Where the recipe calls for baking powder, and you have none, you can use cream of tartar and soda in proportion to one level teaspoonful of soda, two heaping teaspoonfuls of cream of tartar.

When sour milk is called for in the recipe, use only soda.  Cakes made with molasses burn much more easily than those made with sugar.  Never stir cake after the butter and sugar is creamed, but beat it down from the bottom, up and over; this laps air into the cake batter, and produces little air cells, which cause the dough to puff and swell when it comes in contact with the heat while cooking.

When making most cakes, especially sponge cake, the flour should be added by degrees, stirred very slowly and lightly, for if stirred hard and fast it will make it porous and tough.

Cakes should be kept in tight tin cake-cans, or earthen jars, in a cool, dry place.

Cookies, jumbles, ginger-snaps, etc., require a quick oven; if they become moist or soft by keeping, put again into the oven a few minutes.

To remove a cake from a tin after it is baked, so that it will not crack, break or fall, first butter the tin well all around the sides and bottom; then cut a piece of letter paper to exactly fit the tin, butter that on both sides, placing it smoothly on the bottom and sides of the tin.  When the cake is baked, let it remain in the tin until it is cold; then set it in the oven a minute, or just long enough to warm the tin through.  Remove it from the oven; turn it upside down on your hand, tap the edge of the tin on the table and it will slip out with ease, leaving it whole.

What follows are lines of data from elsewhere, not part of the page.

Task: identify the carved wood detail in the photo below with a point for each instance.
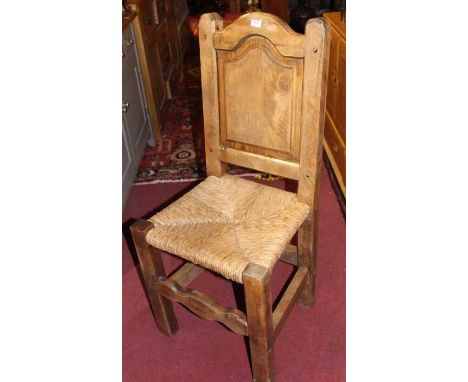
(203, 305)
(260, 99)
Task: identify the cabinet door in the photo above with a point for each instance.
(157, 81)
(128, 164)
(134, 106)
(332, 91)
(341, 96)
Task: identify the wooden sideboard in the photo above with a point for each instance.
(162, 36)
(335, 118)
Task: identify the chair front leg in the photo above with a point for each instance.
(152, 268)
(259, 321)
(307, 256)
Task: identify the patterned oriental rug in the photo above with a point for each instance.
(180, 154)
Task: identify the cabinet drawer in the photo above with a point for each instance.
(337, 149)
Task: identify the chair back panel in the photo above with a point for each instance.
(260, 95)
(263, 94)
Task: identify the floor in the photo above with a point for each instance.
(311, 346)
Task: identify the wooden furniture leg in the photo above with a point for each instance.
(259, 321)
(307, 257)
(152, 268)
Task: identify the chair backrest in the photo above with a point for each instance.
(264, 89)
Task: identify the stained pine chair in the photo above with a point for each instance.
(263, 104)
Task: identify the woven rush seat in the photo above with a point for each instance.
(225, 223)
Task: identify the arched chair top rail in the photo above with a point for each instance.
(288, 42)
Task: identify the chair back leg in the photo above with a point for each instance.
(307, 256)
(259, 321)
(152, 268)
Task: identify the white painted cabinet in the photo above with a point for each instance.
(136, 129)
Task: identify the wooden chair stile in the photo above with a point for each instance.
(263, 89)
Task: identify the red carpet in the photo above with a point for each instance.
(311, 346)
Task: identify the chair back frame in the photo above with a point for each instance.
(264, 90)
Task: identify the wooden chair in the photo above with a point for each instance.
(263, 104)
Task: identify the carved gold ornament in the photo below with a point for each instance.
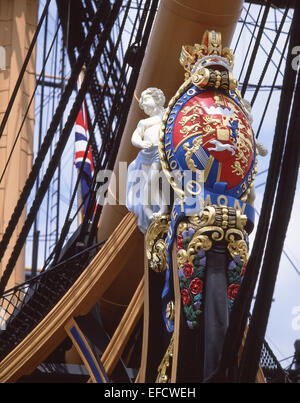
(215, 224)
(162, 376)
(155, 243)
(209, 52)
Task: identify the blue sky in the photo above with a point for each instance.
(284, 320)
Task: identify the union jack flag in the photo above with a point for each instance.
(81, 140)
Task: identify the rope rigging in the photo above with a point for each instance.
(242, 304)
(48, 139)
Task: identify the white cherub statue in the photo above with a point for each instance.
(144, 196)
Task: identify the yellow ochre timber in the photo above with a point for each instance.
(92, 283)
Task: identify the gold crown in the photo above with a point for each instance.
(209, 53)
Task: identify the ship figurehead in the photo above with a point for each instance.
(206, 128)
(207, 151)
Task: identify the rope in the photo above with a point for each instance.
(255, 49)
(23, 69)
(60, 144)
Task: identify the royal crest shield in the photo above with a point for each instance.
(206, 131)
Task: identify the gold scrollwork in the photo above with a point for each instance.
(216, 224)
(162, 376)
(155, 243)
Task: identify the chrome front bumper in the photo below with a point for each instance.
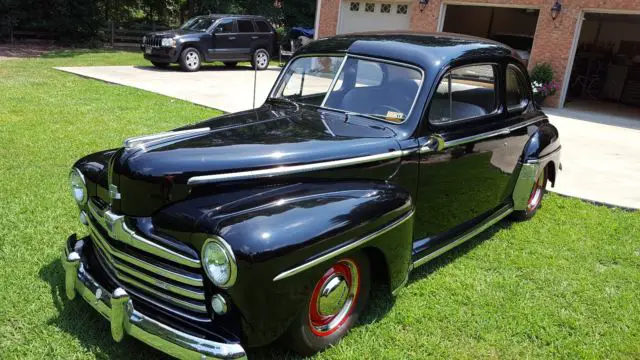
(118, 308)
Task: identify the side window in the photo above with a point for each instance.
(245, 26)
(464, 93)
(516, 89)
(263, 26)
(224, 26)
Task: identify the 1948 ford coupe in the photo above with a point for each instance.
(372, 155)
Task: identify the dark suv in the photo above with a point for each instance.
(226, 38)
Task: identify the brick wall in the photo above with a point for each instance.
(553, 39)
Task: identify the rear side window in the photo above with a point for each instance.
(245, 26)
(224, 26)
(464, 93)
(517, 97)
(263, 26)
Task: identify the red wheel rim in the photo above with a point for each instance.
(334, 298)
(536, 193)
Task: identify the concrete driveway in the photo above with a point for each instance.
(600, 151)
(226, 89)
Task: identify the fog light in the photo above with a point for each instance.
(83, 218)
(219, 304)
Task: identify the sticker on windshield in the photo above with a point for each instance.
(394, 116)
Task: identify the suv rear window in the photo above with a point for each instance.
(263, 26)
(245, 26)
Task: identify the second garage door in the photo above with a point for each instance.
(357, 16)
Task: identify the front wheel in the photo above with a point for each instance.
(333, 308)
(190, 60)
(260, 59)
(535, 199)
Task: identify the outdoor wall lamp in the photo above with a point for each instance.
(423, 4)
(555, 9)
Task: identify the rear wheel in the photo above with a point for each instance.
(260, 59)
(338, 298)
(190, 59)
(535, 198)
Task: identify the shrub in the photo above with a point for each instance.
(542, 73)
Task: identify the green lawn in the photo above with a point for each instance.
(566, 284)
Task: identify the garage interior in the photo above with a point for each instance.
(512, 26)
(605, 76)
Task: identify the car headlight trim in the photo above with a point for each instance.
(219, 262)
(78, 187)
(167, 42)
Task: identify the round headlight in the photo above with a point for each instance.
(219, 263)
(78, 187)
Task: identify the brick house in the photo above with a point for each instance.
(592, 45)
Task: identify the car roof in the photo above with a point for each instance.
(426, 50)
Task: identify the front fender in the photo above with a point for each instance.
(308, 226)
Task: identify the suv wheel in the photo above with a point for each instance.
(190, 59)
(260, 59)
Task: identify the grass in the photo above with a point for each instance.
(564, 285)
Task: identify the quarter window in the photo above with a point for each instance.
(263, 26)
(516, 89)
(245, 26)
(464, 93)
(224, 26)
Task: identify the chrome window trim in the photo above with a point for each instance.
(335, 79)
(497, 108)
(292, 169)
(342, 250)
(497, 216)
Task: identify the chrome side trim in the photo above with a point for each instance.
(112, 253)
(342, 250)
(118, 229)
(286, 170)
(146, 141)
(119, 309)
(499, 215)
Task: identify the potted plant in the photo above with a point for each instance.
(542, 82)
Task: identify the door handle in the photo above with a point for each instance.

If a cake-pan is too shallow for holding the quantity of cake to be baked, for fear of its being so light as to rise above the pan, that can be remedied by thoroughly greasing a piece of thick glazed letter paper with soft butter.  Place or fit it around the sides of the buttered tin, allowing it to reach an inch or more above the top.  If the oven heat is moderate the butter will preserve the paper from burning.

FROSTING OR ICING.

In the first place, the eggs should be cold, and the platter on which they are to be beaten also cold.  Allow, for the white of one egg, one small teacupful of powdered sugar.  Break the eggs and throw a small handful of the sugar on them as soon as you begin beating; keep adding it at intervals until it is all used up.  The eggs must not be beaten until the sugar has been added in this way, which gives a smooth, tender frosting, and one that will dry much sooner than the old way.

Spread with a broad knife evenly over the cake, and if it seems too thin, beat in a little more sugar.  Cover the cake with two coats, the second after the first has become dry, or nearly so.  If the icing gets too dry or stiff before the last coat is needed, it can be thinned sufficiently with a little water, enough to make it work smoothly.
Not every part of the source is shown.